119 A.D.3d 81, 986 N.Y.S.2d 258

This text of 119 A.D.3d 81 (Thompson Corners, LLC v. New York State Department of Environmental Conservation) is published on Counsel Stack Legal Research, covering Appellate Division of the Supreme Court of the State of New York primary law. Counsel Stack provides free access to over 12 million legal documents including statutes, case law, regulations, and constitutions.

Bluebook
Thompson Corners, LLC v. New York State Department of Environmental Conservation, 119 A.D.3d 81, 986 N.Y.S.2d 258 (N.Y. Ct. App. 2014).

Opinion

OPINION OF THE COURT

Stein, J.

In this CPLR article 78 proceeding, the issue before us— apparently one of first impression in the courts of this state — is whether a subsequent owner of property formerly used as a permitted hazardous waste treatment, storage or disposal (hereinafter TSD) facility is subject to the requirement set forth in ECL article 27, title 9 and the regulations enacted by respondent Department of Environmental Conservation (hereinafter DEC) (6 NYCRR subpart 373-2) to provide financial assurance for the ongoing performance of corrective action on the property. Based upon our review of the applicable statutes and regulations, and particularly in view of the absence of any express language to that effect therein, we conclude that a subsequent owner is not, without more, subject to such requirements.

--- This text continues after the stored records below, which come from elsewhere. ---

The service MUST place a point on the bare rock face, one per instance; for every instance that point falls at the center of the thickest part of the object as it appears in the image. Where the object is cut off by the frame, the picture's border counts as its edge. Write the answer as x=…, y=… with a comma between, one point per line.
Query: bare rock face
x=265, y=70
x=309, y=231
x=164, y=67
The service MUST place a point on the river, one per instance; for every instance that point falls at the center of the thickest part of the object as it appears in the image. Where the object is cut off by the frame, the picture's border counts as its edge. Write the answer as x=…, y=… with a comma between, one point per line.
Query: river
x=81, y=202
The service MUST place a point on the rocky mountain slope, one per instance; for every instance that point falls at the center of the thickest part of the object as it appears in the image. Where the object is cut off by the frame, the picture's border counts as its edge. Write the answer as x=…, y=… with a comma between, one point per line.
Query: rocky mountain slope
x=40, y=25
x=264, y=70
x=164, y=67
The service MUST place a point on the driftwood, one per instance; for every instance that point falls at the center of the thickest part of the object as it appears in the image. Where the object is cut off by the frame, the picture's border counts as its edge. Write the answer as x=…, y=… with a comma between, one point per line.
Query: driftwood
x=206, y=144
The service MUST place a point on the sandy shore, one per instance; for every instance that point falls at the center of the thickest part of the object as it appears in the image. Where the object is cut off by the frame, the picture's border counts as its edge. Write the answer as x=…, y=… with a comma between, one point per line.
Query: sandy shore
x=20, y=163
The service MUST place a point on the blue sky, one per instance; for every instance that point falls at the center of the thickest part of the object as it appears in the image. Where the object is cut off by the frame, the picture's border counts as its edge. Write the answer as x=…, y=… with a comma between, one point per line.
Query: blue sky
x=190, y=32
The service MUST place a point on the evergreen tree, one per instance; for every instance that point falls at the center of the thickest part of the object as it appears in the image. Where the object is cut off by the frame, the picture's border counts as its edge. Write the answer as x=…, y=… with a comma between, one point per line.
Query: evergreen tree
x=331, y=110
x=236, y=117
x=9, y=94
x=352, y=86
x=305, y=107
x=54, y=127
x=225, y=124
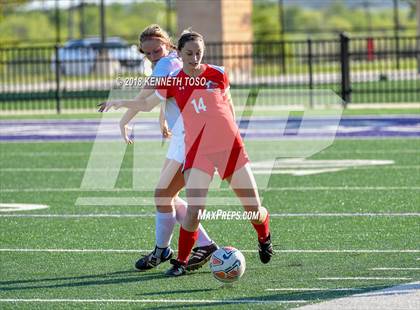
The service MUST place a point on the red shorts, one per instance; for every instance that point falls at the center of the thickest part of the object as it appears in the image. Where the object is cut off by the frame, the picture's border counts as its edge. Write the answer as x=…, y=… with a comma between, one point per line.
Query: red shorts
x=226, y=162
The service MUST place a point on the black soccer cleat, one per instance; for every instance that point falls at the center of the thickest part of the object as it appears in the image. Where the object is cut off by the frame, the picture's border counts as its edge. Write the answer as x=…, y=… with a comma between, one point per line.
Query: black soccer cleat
x=153, y=259
x=200, y=256
x=177, y=269
x=265, y=250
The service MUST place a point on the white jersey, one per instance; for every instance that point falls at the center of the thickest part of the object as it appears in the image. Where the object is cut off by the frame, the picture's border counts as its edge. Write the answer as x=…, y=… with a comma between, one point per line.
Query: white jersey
x=164, y=67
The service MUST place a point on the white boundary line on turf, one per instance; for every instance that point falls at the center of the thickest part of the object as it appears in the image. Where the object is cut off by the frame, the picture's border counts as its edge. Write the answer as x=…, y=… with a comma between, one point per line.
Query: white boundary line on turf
x=310, y=289
x=367, y=251
x=164, y=301
x=395, y=268
x=152, y=215
x=363, y=278
x=303, y=188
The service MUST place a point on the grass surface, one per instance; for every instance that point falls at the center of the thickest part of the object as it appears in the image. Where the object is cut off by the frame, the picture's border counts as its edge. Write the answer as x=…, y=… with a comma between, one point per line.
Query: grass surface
x=109, y=276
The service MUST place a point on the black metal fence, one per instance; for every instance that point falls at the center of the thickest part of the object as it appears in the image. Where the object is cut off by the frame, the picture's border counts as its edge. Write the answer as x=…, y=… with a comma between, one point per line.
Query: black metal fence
x=363, y=69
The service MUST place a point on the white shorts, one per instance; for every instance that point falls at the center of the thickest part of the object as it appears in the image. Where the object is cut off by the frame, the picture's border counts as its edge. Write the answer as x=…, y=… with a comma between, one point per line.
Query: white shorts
x=176, y=150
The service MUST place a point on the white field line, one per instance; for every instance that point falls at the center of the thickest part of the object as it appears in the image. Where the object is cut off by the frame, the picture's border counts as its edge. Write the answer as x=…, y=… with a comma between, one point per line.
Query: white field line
x=364, y=278
x=395, y=268
x=366, y=251
x=154, y=301
x=152, y=215
x=78, y=170
x=279, y=189
x=310, y=289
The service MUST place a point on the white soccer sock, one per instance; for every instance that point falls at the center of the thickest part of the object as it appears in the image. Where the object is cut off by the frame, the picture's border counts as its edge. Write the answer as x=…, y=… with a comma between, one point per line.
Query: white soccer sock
x=165, y=223
x=181, y=211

The relevant facts are as follows: Roth Brothers Smelting Corporation owned and operated a metals recovery facility in the City of Syracuse, Onondaga County. In 1987, Roth obtained a permit for the operation of a hazardous waste storage facility on the property {see ECL 27-0913). After the permit expired in 1992, Roth ceased operations and, in accordance with DEC [83]*83requirements, was directed to take certain corrective action to address contaminated soil and groundwater on the property (see ECL 71-2727 [3]; 6 NYCRR 373-2.7).1 Pursuant to a 1994 order on consent (hereinafter the Roth order), Roth was required to, among other things, submit “a detailed post-remedial operation and maintenance plan,” construct an on-site corrective action management unit (hereinafter CAMU)2 to hold approximately 21,000 tons of treated soil, and provide financial assurance for the plan.3 In connection therewith, Roth recorded a declaration of covenants and restrictions, which provided public notice of, among other things, the Roth order and information about the contaminants found on the property and the existence of the CAMU.

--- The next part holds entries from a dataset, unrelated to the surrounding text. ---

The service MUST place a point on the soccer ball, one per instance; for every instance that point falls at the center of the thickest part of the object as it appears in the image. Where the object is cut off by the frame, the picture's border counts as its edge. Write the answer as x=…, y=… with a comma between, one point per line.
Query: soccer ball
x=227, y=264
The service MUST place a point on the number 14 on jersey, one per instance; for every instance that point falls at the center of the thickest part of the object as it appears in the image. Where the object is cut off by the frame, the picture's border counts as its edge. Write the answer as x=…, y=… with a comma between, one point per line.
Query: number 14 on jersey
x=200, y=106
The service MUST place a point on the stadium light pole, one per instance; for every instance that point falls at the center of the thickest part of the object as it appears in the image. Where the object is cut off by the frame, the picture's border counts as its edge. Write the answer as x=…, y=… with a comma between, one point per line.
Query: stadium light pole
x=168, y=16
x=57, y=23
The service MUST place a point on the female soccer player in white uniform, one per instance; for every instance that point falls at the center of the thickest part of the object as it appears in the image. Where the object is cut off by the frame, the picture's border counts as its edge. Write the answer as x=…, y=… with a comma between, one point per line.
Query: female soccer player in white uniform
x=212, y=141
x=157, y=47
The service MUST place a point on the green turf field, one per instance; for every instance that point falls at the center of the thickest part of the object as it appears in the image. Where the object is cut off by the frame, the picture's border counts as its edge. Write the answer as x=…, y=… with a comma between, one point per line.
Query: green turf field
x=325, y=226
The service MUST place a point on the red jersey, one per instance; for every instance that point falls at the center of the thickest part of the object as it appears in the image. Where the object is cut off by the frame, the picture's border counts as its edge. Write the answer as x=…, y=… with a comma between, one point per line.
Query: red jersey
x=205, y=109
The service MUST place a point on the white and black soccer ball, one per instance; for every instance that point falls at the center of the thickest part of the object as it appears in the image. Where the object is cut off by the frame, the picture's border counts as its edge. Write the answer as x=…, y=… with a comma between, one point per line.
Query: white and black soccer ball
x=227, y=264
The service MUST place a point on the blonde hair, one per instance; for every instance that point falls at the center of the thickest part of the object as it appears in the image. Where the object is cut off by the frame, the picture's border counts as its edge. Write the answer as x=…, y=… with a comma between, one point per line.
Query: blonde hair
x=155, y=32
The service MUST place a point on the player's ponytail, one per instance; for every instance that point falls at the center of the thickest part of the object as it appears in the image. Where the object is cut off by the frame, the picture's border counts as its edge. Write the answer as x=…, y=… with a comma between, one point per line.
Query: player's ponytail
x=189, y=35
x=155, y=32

In 1999, Roth sold the property to Wabash Aluminum Alloys, LLC, whose sole shareholder was Connell Limited Partnership (hereinafter collectively referred to as Wabash). Petitioner Thompson Corners, LLC purchased the property from Wabash in 2005 and later sold a portion thereof to petitioner Metálico Syracuse Realty, Inc. Metálico thereafter assumed responsibility for conducting environmental monitoring and testing and general oversight of the CAMU.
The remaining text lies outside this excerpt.